Kâinatın ve içindeki sayısız varlıkların yaratılmasının asıl hikmeti Allah’ın kendi cemal ve kemalini mahlûkat aynasına görmek ve göstermek istemesidir. Bu yüzden mahlûkatı kesretle yaratıp icad ediyor.
"Ben gizli bir hazineydim, bilinmeyi istedim ve mahlûkatı yarattım."(2)
Bu hikmete binaen Allah kâinatı ve içindeki mevcudatı yaratıp isim ve sıfatlarını tecelli ettirdi. Böylece bu tecellileri hem kendi küllî nazarı ile seyrediyor hem de gayrın nazarı seyrettiriyor. Gayrın nazarı insanlar, melekler, cinler ve ruhanîlerdir.
Öyle ise sayısız gezegenlerin icadı abes ve israf değil, sonsuz bir hikmet ve iktisattır. Kâinat sofrasının tek misafiri insan değildir, sayısız melek ve ruhanîler de bu sofraların misafirleri olup onlar da istifade ediyorlar.
Buraya kadar izah etmeye çalıştığımız mânalar Bediüzzaman Hazretlerinin Onuncu Söz’de geçen şu harika cümlelerin bir izahıdır:
"Evet, her şeyin vücudunun müteaddit gayeleri ve hayatının müteaddit neticeleri vardır. Ehl-i dalâletin tevehhüm ettikleri gibi dünyaya, nefislerine bakan gayelere münhasır değildir ta hikmetsizlik içine girebilsin. Belki her şeyin gayât-ı vücudu ve netâic-i hayatı üç kısımdır:"
"Birincisi ve en ulvîsi Sâniine bakar ki, o şeye taktığı harika-i san’at murassaâtını, Şâhid-i Ezelînin nazarına resmigeçit tarzında arz etmektir ki, o nazara bir ân-ı seyyâle yaşamak kâfi gelir.

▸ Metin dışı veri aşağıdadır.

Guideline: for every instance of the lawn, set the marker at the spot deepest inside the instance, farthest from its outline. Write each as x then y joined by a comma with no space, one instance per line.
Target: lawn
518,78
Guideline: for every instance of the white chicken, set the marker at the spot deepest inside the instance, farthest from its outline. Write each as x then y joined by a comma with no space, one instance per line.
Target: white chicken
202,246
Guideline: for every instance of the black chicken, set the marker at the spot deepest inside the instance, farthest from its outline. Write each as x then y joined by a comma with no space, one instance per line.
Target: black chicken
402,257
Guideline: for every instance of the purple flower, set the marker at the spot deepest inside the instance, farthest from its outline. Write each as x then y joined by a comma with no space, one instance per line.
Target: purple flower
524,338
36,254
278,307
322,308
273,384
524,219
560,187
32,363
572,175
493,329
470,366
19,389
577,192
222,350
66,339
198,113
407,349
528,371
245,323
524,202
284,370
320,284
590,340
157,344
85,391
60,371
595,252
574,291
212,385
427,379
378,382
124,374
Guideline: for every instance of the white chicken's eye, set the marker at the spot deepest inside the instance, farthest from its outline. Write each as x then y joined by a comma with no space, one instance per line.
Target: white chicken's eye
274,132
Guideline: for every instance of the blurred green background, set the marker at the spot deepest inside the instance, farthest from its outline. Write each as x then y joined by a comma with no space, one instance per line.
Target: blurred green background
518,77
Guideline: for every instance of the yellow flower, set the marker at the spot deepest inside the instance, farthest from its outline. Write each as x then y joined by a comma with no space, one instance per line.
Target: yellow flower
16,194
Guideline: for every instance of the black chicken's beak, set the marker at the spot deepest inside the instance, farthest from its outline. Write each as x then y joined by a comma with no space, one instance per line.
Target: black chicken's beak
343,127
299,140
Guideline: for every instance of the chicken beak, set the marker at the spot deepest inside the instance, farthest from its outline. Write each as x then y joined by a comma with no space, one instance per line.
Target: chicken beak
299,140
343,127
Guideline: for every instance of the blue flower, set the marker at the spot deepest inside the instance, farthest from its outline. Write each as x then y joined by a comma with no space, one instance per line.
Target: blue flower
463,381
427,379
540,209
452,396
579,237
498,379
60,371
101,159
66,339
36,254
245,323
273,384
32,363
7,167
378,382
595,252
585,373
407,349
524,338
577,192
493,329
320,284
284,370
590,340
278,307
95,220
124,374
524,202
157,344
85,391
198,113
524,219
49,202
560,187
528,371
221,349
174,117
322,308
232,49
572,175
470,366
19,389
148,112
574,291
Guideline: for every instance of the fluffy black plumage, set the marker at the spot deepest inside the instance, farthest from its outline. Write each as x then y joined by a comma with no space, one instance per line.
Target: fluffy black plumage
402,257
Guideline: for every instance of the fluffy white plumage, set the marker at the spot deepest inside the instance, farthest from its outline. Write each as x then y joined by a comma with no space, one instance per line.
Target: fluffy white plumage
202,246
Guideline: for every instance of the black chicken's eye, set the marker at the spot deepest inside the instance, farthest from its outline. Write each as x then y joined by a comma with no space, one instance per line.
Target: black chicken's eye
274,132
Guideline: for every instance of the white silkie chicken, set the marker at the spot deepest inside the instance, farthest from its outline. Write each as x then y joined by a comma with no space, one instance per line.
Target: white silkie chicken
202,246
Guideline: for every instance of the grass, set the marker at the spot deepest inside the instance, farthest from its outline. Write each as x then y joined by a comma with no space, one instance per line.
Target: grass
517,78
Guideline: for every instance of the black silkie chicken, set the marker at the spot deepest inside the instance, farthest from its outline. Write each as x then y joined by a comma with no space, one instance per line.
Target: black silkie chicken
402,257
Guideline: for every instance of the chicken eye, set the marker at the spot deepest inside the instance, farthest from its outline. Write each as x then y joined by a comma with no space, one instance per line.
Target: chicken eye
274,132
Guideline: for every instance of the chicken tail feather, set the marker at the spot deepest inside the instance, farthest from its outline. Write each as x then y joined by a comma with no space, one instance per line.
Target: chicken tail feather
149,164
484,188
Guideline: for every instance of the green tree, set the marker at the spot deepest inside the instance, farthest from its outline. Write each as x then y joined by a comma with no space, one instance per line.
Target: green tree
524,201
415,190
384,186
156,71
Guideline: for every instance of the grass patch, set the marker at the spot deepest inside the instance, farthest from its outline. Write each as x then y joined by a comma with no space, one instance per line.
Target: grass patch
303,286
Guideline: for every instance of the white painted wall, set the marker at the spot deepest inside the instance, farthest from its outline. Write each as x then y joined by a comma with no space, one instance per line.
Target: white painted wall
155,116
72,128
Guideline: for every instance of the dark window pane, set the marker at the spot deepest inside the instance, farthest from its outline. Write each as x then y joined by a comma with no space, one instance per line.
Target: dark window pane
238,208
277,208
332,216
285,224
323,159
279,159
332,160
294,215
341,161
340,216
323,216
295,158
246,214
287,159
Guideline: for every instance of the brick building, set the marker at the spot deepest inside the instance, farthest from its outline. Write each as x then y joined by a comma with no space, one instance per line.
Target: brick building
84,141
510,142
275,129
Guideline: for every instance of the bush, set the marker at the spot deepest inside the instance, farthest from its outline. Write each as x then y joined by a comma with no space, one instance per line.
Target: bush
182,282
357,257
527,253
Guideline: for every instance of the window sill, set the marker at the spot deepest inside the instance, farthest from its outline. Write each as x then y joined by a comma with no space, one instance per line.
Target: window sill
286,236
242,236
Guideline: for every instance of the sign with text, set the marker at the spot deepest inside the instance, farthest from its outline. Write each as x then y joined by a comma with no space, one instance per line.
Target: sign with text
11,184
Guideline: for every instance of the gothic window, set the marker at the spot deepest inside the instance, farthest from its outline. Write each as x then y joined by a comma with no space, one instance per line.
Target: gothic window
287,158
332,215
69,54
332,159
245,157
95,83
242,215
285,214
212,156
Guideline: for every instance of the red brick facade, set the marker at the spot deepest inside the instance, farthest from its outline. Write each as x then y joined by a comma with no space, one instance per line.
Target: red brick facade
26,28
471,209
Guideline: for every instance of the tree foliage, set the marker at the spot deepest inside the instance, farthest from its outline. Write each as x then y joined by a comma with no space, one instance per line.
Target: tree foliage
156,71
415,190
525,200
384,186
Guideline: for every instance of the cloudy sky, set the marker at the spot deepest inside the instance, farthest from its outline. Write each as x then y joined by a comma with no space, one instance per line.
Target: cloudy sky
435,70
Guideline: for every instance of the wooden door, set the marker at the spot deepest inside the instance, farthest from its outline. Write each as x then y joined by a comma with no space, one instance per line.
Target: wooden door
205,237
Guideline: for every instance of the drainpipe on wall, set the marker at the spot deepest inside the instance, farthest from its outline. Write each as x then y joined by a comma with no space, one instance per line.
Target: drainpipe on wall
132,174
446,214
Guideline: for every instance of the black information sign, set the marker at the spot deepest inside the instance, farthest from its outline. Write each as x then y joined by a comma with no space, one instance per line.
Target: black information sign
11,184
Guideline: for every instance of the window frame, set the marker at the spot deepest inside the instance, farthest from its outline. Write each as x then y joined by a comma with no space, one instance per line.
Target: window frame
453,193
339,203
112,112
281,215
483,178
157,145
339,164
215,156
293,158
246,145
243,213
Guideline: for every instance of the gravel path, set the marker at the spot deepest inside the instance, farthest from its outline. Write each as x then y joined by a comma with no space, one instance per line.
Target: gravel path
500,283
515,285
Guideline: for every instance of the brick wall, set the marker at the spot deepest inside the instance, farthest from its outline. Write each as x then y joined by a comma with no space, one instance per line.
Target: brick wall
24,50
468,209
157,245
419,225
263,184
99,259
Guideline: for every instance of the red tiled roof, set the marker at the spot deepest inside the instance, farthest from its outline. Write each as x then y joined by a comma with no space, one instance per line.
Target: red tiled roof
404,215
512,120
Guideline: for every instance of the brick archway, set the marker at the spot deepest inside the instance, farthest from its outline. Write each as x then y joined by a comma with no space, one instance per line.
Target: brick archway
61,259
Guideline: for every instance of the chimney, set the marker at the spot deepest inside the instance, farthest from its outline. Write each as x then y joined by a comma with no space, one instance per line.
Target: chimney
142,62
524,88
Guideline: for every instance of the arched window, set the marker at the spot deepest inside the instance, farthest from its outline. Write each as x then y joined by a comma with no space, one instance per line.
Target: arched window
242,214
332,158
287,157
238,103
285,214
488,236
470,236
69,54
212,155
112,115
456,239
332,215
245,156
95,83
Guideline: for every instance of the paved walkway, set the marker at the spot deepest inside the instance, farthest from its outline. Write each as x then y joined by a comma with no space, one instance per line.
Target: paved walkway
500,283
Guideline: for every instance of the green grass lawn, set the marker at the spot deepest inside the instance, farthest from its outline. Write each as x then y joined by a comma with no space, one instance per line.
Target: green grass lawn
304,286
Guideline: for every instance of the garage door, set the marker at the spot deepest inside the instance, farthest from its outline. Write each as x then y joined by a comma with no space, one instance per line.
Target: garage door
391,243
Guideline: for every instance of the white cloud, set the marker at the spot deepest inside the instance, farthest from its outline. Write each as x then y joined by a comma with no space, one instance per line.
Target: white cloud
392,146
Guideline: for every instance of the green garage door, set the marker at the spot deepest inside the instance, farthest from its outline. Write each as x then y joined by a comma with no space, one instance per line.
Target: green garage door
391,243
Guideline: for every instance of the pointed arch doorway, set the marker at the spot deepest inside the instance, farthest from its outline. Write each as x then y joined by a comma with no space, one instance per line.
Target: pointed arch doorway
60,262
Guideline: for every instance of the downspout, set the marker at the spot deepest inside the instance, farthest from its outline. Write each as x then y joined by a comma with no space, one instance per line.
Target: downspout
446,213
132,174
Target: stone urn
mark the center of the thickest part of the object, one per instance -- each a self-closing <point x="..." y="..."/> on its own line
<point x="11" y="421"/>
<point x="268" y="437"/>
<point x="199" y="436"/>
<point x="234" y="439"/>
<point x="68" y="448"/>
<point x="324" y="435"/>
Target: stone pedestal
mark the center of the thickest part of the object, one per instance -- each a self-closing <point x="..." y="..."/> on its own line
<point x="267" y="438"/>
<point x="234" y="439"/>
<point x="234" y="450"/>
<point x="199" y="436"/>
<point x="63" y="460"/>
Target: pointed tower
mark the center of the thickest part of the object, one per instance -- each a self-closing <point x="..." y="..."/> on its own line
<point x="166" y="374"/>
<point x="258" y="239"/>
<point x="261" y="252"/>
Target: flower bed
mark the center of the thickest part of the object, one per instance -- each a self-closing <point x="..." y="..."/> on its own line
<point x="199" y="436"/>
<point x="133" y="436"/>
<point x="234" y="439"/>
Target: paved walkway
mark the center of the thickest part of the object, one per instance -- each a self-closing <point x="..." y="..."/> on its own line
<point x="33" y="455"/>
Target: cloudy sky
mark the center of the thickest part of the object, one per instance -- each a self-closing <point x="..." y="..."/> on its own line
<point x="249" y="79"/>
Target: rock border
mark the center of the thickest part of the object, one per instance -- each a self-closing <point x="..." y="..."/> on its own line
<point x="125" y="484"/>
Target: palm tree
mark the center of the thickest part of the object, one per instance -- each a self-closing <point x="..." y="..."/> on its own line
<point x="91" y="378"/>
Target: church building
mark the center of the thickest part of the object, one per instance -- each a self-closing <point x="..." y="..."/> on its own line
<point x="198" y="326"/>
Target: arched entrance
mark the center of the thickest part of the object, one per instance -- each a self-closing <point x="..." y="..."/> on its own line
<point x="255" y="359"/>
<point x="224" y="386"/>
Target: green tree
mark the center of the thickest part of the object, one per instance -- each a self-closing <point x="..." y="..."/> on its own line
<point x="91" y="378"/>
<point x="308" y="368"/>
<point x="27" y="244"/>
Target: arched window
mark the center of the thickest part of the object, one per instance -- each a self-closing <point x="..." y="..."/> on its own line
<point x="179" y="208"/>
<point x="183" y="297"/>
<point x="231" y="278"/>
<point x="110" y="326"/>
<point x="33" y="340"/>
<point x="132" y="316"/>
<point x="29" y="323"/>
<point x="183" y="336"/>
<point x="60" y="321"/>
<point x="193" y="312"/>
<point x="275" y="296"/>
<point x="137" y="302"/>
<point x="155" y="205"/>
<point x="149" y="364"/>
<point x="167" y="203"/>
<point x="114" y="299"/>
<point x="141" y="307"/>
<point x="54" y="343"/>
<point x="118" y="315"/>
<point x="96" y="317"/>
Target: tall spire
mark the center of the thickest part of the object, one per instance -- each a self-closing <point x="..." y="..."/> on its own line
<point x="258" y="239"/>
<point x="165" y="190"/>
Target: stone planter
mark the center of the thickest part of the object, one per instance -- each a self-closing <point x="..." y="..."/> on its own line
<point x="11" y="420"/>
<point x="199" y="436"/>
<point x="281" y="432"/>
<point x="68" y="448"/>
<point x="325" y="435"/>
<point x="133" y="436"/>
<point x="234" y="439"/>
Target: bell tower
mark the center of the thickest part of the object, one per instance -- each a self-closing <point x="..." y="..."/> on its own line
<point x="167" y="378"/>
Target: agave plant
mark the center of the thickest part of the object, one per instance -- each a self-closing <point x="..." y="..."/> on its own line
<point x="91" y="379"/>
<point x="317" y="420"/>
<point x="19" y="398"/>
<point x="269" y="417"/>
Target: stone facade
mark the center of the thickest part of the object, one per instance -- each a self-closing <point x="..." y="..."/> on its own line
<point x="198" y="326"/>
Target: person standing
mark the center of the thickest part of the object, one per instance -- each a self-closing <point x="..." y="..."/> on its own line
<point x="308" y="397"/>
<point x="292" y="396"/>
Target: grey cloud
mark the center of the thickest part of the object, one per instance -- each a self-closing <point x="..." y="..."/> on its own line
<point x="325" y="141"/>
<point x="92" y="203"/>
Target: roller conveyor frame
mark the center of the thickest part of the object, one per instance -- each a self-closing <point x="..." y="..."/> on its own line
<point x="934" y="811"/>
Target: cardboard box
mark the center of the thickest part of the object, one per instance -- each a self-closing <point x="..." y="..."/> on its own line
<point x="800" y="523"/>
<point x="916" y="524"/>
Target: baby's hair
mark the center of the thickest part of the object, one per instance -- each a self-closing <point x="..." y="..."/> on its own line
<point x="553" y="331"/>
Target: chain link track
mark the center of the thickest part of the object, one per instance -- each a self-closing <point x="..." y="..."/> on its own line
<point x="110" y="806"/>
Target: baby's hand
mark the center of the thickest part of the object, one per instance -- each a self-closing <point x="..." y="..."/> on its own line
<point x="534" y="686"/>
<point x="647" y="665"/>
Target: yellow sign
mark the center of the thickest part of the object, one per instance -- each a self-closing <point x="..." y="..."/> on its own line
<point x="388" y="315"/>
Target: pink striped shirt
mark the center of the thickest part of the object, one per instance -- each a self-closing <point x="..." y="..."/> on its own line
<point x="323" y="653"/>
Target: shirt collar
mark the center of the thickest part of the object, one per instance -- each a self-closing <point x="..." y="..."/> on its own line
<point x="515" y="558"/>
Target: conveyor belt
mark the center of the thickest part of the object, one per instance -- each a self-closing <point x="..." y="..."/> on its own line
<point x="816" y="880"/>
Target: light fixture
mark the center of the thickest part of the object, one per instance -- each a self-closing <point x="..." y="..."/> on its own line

Belki, vücuda gelmeden, bilkuvve niyet hükmünde olan istidadı yine kâfidir. İşte, seriüzzevâl lâtif masnuat ve vücuda gelmeyen, yani sünbül vermeyen birer harika-i san’at olan çekirdekler, tohumlar şu gayeyi bitamamihâ verir. Faydasızlık ve abesiyet onlara gelmez. Demek, her şey, hayatıyla, vücuduyla Sâniinin mucizât-ı kudretini ve âsâr-ı san’atını teşhir edip, Sultan-ı Zülcelâlin nazarına arz etmek birinci gayesidir."
"İkinci kısım gaye-i vücut ve netice-i hayat, zîşuura bakar. Yani, her şey, Sâni-i Zülcelâlin birer mektub-u hakaiknümâ, birer kaside-i letâfetnümâ, birer kelime-i hikmet-edâ hükmündedir ki, melâike ve cin ve hayvanın ve insanın enzârına arz eder, mütalâaya davet eder. Demek, ona bakan her zîşuura ibretnümâ bir mütalâagâhtır."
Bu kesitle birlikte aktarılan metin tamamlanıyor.